Moreover, last fall’s Senate torture report, which mentioned Zubaydah a total of 1,001 times, revealed that the agency used him as a “guinea pig” for developing its “enhanced interrogation” techniques after 9/11. Zubaydah’s lawyer says that he is the only detainee known to have been subjected to all of them. One procedure, developed after it was discovered that Zubaydah had a fear of bugs, involved locking him in a tiny “confinement box” filled with insects. His lawyer says that Zubaydah has suffered permanent brain damage from his ordeal and can no longer even recognize his parents.

The Obama administration finally admitted in 2011 that Zubaydah was neither a top Al Qaeda leader, nor a member of Al Qaeda, nor even “formally” identified with the organization. Nevertheless, the administration refuses to release him from Guantanamo Bay, where he is held to this day without charges. Zubaydah’s unimportance was practically admitted by Kiriakou in his 2007 interview, when he told ABC News that “we didn’t go after him because he was Abu Zubaydah. We went after him because he just happened to be in Pakistan and we thought there was a chance we could catch him.”

While Kiriakou struck an ambivalent tone during his 2007 interview, defending the effectiveness of waterboarding in obtaining information, he has since become a public opponent of the federal government’s torture program. In 2010 he wrote an autobiography, The Reluctant Spy: My Secret Life in the CIAs War on Terror, which contained a damning exposure of the policies pursued by Washington under the guise of the “War on Terror.” The book release was delayed for two years by the CIA, and one of the charges tacked onto his 2012 trial was that he had allegedly lied to the CIA’s Publications Review Board while attempting to receive clearance for his book.
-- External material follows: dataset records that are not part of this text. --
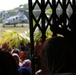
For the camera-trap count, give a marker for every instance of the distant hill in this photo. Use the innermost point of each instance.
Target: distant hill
(24, 8)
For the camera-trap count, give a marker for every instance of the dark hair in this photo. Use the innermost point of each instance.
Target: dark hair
(58, 56)
(24, 71)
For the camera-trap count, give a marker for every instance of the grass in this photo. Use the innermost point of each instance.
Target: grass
(18, 28)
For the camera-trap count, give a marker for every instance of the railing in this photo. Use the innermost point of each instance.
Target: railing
(58, 7)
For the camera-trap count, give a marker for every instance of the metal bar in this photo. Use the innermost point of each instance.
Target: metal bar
(31, 36)
(43, 19)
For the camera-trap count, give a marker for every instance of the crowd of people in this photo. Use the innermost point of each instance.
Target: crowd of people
(56, 56)
(15, 61)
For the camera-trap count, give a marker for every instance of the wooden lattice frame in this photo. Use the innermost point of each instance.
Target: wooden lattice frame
(42, 6)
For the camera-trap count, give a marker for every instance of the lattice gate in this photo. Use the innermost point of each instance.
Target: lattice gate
(59, 7)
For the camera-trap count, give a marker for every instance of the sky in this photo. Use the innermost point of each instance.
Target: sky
(10, 4)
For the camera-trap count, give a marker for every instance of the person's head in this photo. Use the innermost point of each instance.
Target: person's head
(15, 51)
(57, 56)
(7, 64)
(17, 59)
(5, 46)
(72, 22)
(27, 63)
(24, 71)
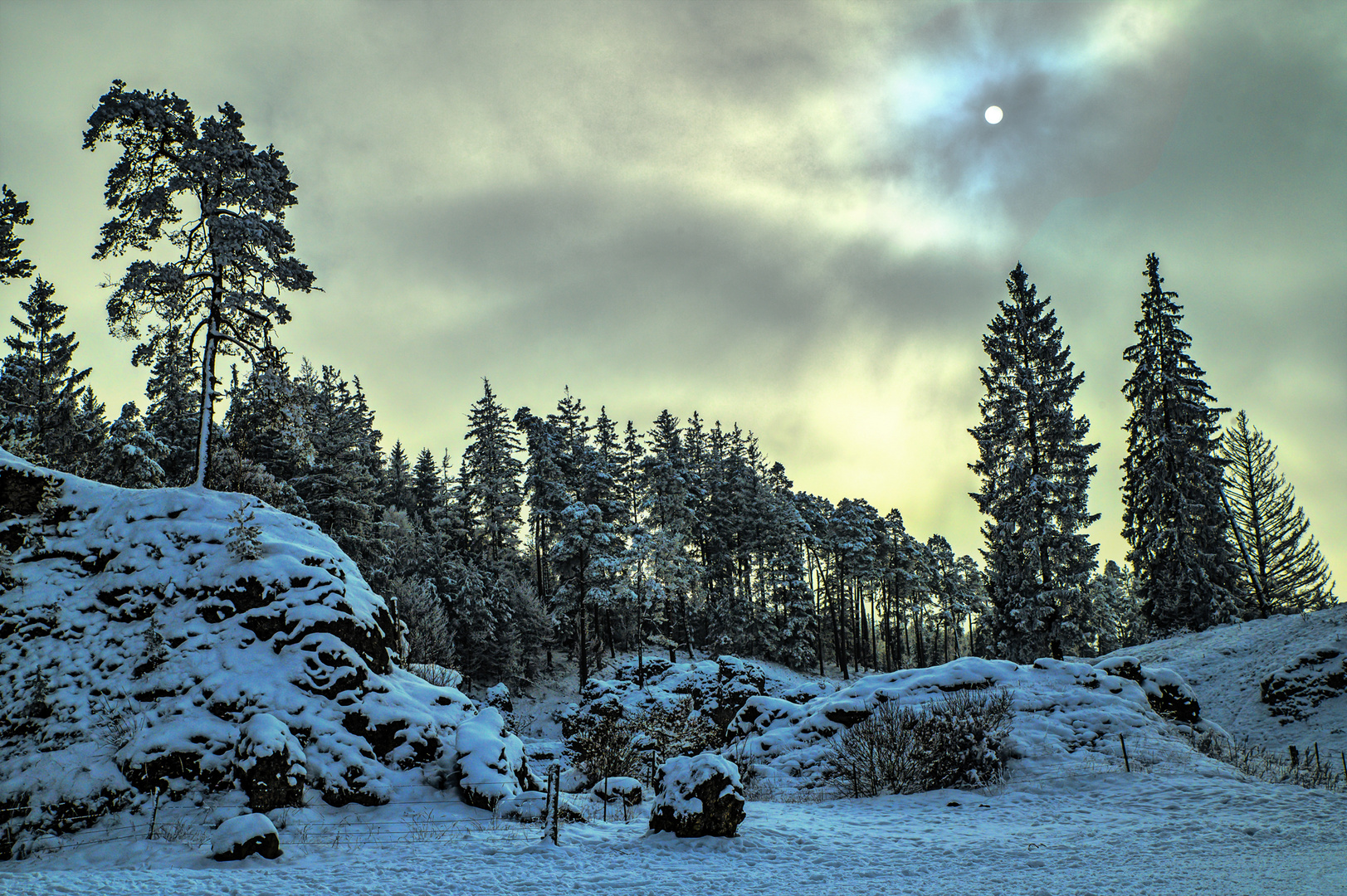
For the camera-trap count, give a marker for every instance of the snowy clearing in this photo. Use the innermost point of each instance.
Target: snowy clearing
(1106, 835)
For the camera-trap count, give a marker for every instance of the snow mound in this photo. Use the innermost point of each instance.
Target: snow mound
(1275, 684)
(1066, 714)
(140, 650)
(698, 796)
(246, 835)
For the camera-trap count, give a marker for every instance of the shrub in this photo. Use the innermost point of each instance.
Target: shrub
(951, 742)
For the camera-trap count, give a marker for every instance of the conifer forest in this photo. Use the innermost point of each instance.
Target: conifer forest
(571, 530)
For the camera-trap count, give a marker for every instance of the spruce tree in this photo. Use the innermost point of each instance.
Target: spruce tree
(12, 213)
(45, 418)
(235, 254)
(1282, 567)
(490, 479)
(1035, 466)
(1174, 515)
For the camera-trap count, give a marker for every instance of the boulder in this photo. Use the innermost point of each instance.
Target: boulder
(1295, 690)
(698, 796)
(490, 762)
(1167, 693)
(246, 835)
(270, 764)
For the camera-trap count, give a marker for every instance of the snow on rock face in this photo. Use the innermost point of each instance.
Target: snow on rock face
(139, 652)
(490, 762)
(246, 835)
(1061, 710)
(270, 764)
(698, 796)
(1299, 688)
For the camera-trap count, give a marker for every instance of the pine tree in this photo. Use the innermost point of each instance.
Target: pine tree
(1284, 570)
(174, 412)
(43, 416)
(1035, 468)
(490, 479)
(12, 213)
(233, 246)
(1174, 515)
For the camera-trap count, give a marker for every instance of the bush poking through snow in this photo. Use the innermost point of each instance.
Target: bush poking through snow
(244, 539)
(951, 742)
(698, 796)
(605, 747)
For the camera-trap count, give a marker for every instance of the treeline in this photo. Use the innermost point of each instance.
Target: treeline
(564, 531)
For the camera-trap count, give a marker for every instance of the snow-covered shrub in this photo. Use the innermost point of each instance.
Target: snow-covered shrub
(244, 539)
(698, 796)
(246, 835)
(950, 742)
(270, 764)
(1306, 682)
(490, 762)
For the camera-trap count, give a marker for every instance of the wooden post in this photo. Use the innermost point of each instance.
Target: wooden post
(554, 802)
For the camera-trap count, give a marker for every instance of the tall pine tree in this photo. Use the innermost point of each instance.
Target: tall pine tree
(235, 254)
(1174, 516)
(1035, 466)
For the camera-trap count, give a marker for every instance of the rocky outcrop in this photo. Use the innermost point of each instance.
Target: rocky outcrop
(698, 796)
(138, 645)
(1310, 679)
(246, 835)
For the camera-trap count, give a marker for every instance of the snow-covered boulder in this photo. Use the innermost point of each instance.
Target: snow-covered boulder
(1306, 682)
(246, 835)
(1165, 690)
(624, 788)
(490, 762)
(135, 647)
(270, 764)
(499, 697)
(698, 796)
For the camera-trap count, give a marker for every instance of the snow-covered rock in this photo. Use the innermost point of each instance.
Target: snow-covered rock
(136, 652)
(490, 762)
(270, 764)
(698, 796)
(1061, 712)
(246, 835)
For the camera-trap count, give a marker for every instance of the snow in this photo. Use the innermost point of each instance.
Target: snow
(682, 775)
(1102, 835)
(239, 830)
(1226, 666)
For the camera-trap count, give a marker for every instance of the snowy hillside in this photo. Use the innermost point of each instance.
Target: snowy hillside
(1301, 658)
(162, 639)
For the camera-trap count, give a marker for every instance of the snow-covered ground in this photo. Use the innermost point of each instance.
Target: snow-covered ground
(1226, 666)
(1109, 833)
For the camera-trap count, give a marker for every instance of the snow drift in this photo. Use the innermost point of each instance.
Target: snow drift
(143, 648)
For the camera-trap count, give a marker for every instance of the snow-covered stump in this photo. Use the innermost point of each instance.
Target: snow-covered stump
(490, 762)
(698, 796)
(246, 835)
(270, 764)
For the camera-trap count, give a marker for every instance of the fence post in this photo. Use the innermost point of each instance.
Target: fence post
(554, 802)
(154, 816)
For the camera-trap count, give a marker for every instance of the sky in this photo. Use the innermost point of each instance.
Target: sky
(789, 216)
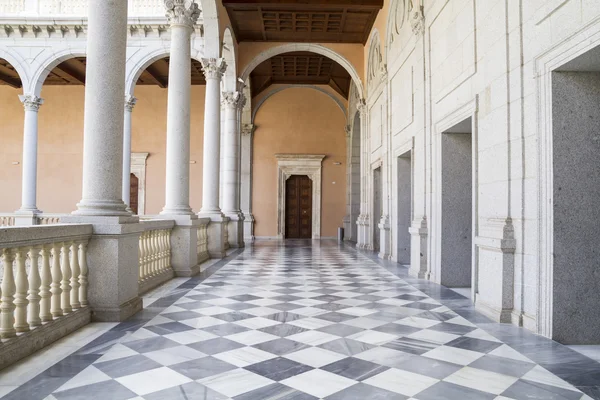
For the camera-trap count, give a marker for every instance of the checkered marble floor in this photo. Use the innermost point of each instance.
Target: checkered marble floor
(303, 322)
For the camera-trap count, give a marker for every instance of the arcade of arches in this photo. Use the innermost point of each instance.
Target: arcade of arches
(174, 176)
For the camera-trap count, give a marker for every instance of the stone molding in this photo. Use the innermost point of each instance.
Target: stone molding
(130, 102)
(31, 102)
(182, 12)
(231, 99)
(213, 68)
(299, 164)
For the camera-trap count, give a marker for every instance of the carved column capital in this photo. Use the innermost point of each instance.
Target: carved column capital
(248, 129)
(231, 99)
(130, 102)
(182, 12)
(417, 21)
(31, 102)
(213, 68)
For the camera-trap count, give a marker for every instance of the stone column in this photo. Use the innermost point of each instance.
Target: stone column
(364, 231)
(232, 101)
(182, 16)
(113, 248)
(26, 215)
(246, 180)
(217, 241)
(126, 192)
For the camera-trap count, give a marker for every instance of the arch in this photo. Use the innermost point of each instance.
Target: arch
(212, 33)
(375, 65)
(274, 91)
(228, 52)
(314, 48)
(47, 65)
(17, 65)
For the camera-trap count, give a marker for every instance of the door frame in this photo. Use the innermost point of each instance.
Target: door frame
(299, 164)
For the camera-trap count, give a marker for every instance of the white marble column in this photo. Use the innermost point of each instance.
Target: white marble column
(103, 113)
(232, 101)
(182, 16)
(28, 211)
(218, 242)
(126, 193)
(246, 180)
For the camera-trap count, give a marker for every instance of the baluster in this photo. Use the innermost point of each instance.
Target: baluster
(45, 293)
(65, 284)
(33, 312)
(20, 301)
(75, 275)
(55, 289)
(83, 281)
(7, 318)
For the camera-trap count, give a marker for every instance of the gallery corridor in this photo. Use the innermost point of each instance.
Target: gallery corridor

Last week, Reporters without Borders released its Press Freedom Index for 2014, in which the United States sunk to 49th place in the global ranking, directly below countries such as El Salvador and Burkina Faso. Reporters Without Borders justified their decision on the basis of the US government’s continued witch-hunting of whistleblowers such as Edward Snowden, the vindictive hounding of journalists such as James Risen and Julian Assange, and the wanton attacks on journalists by riot police during the violent crackdown of protests in Ferguson, Missouri last fall.

The Obama administration, which came into office on a wave of anti-war sentiment and promising the most transparent presidency in history, has not charged a single government official for war crimes stemming from the so-called “War on Terror.” Meanwhile, Obama has indicted seven whistleblowers on espionage charges, more than twice as many as all previous administrations combined.

Last month a federal court convicted former CIA agent Jeffrey Sterling on six counts of unauthorized disclosure of state secrets for revealing details of the government’s campaign of sabotage and assassination against Iran’s nuclear program to New York Times reporter James Risen. Risen, a respected Pulitzer Prize winning journalist who himself was threatened with a lengthy prison sentence for refusing to disclose his sources as part of the investigation, denounced Obama last August as the “greatest enemy to press freedom in a generation.”